Amerika ile Sovyetler asında Soğuk Savaş varken ve insanlar kendilerini "Sağcı- solcu" ya da rejimler kendilerini "Kapitalist- sosyalist" diye konumlandırırken meğer hayat ne kolaymış... Doktriner ideolojilerin müzeye kaldırılması ile her şey amma da karmaşıklaştı...

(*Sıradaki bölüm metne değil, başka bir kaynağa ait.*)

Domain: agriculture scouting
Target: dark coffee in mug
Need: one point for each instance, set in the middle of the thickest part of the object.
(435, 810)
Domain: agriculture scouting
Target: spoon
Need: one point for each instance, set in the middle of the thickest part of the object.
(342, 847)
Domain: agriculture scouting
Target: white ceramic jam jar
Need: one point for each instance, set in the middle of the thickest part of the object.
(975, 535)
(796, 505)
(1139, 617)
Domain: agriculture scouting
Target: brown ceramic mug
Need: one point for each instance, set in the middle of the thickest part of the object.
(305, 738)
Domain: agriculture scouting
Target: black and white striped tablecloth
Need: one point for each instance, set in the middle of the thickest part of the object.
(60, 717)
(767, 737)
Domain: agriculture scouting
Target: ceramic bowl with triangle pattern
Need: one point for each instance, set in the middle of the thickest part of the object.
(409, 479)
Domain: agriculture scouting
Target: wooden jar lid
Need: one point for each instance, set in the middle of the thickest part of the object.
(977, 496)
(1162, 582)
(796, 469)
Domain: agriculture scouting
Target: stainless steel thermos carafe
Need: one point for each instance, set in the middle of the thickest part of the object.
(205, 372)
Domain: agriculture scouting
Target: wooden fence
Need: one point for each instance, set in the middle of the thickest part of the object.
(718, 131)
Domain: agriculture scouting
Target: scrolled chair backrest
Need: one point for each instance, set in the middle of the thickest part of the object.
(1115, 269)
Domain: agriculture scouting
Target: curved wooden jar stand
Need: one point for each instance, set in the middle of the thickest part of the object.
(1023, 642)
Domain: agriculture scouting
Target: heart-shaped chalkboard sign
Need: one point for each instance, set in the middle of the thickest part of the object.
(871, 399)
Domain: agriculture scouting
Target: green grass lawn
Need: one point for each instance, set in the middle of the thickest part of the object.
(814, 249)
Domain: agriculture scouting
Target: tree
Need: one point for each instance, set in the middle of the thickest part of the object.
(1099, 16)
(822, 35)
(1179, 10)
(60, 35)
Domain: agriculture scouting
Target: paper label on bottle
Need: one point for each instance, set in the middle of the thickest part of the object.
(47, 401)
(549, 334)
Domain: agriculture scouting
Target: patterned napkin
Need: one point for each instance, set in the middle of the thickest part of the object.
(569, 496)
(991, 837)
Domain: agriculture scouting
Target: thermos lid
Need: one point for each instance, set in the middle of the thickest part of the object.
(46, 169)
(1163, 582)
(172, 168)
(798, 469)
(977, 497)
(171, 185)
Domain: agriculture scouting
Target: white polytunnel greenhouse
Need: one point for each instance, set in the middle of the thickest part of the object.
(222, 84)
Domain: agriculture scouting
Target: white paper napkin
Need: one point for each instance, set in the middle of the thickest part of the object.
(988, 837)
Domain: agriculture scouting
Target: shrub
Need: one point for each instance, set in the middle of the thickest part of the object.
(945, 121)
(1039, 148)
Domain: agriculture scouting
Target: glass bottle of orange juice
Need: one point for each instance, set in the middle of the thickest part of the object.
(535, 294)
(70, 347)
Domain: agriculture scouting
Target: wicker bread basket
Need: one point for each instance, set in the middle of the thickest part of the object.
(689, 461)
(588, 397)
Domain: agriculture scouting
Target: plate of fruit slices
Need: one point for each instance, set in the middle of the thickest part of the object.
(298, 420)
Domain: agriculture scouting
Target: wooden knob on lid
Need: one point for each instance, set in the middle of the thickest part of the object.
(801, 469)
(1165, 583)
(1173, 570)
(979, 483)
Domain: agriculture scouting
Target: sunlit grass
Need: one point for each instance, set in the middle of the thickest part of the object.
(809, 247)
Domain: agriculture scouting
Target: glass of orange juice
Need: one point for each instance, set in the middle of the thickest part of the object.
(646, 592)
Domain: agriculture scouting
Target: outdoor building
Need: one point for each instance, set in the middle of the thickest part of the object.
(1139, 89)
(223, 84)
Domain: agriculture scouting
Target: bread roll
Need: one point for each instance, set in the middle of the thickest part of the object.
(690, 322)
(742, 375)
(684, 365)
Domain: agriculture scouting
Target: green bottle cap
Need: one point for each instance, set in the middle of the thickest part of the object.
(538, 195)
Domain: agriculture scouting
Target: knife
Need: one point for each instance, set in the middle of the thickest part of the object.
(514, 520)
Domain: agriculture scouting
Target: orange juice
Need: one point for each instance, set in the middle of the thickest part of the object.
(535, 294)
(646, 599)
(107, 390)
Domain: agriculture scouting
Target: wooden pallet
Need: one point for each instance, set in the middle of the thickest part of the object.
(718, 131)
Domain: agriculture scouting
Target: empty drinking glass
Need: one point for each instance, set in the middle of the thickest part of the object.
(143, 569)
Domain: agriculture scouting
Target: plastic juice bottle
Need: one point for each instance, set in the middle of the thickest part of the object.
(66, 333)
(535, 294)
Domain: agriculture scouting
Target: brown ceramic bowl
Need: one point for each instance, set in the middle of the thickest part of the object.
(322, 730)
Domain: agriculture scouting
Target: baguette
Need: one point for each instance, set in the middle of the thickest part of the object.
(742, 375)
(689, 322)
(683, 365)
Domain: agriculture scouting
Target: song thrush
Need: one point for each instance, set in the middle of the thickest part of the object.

Kavga etmek isteyenler ve bu kavgalarını ille de bir kampa yerleştirmek isteyenler, etnik, mezhepsel ve benzer farklılıklar üzerinden kavgalarına zemin aramaya başladılar. Dünün solcuları bugün, dünün sağcılarına taş çıkartacak faşist söylemlerle meydanlardalar.
Anti-Erdoğanizm
Bir de kişilere dönük öfke ve nefrete dayalı söylemler ve eylemlerle siyaset etmeyi "İlkelilik" olarak görenler yok mu? Örneğin bizde "Anti- Erdoğanizm"in bir yansıması HDP ile MHP'nin siyaset pratiğinde aynı söylem ve eylemde birleşmeleri, buna örnek olamaz mı? "Neo-conlar" ile "Kemalistler"in veya "Gülenciler" ile "Laikçiler"in ittifakları da bu örnekler arasında değil mi? Ya da Cumhurbaşkanlığı seçiminde CHP ile MHP'nin Erdoğan'a karşı ortak aday çıkartmalarını unutmak mümkün olabilir mi?
Merkez ve çevre
Modernleşme, bir anlamda zamanın da değişimin de hızlanmasıdır... Bunu da yakın düne kadar "Merkez" ve "Çevre" kavramları kapsamında değerlendirilen siyasi partilerin hızlı bir şekilde konum değiştirmeleri ile gördük... Bu açıdan resmi ideoloji ile çelişen AK Parti ve HDP "Çevre partileri" değiller miydi? Ama şimdi kimin merkezde kimin çevrede olduğu belirsiz.
Saflar karıştı
7 Haziran seçim kampanyasındaki söylemleri ile AK Parti bir merkez partisi havası estirmedi mi? Bugüne kadar başarı ile oynadığı "İktidardaki muhalefet" rolünü buzdolabına kaldırıp "Biz devletiz, biz yaparız onlar konuşurlar" söylemine kaymadı mı AK Parti?
HDP ise Erdoğan'a ve AK Parti'ye karşı eski merkez partileri olan CHP ve MHP ile aynı çizgiye girdi... "Çözüm Süreci"ni sonuca ulaştıracak ve "Kürt realitesi"ni kalıcı çözüme kavuşturacak söylemler yerine, "Seni başkan yaptırmayacağız" sloganı ile "Çözüm"ün mimarı Erdoğan"ı hedef aldı...
Uyum kolay değil
Sonuçta şimdi HDP, PKK ile birlikte "Çevre"nin de dışına kaymış durumda... Sınır dışındaki merkezlerde yakınlık aramaktalar... Amerika ile Avrupa arasında ve Pensilvanya ile Tahran arasında bu arayışları sürmekte...
Eski model kamplaşmaların siyasete yeniden şekil vermesi pek mümkün değil. Ama seçmenlerin bir anda yeni düzene göre oylarını yönlendirmeleri de çok zor... Nitekim kendilerini solcu zannedenler hâlâ merkezde takılmayı "Devrimcilik" zannetmiyorlar mı?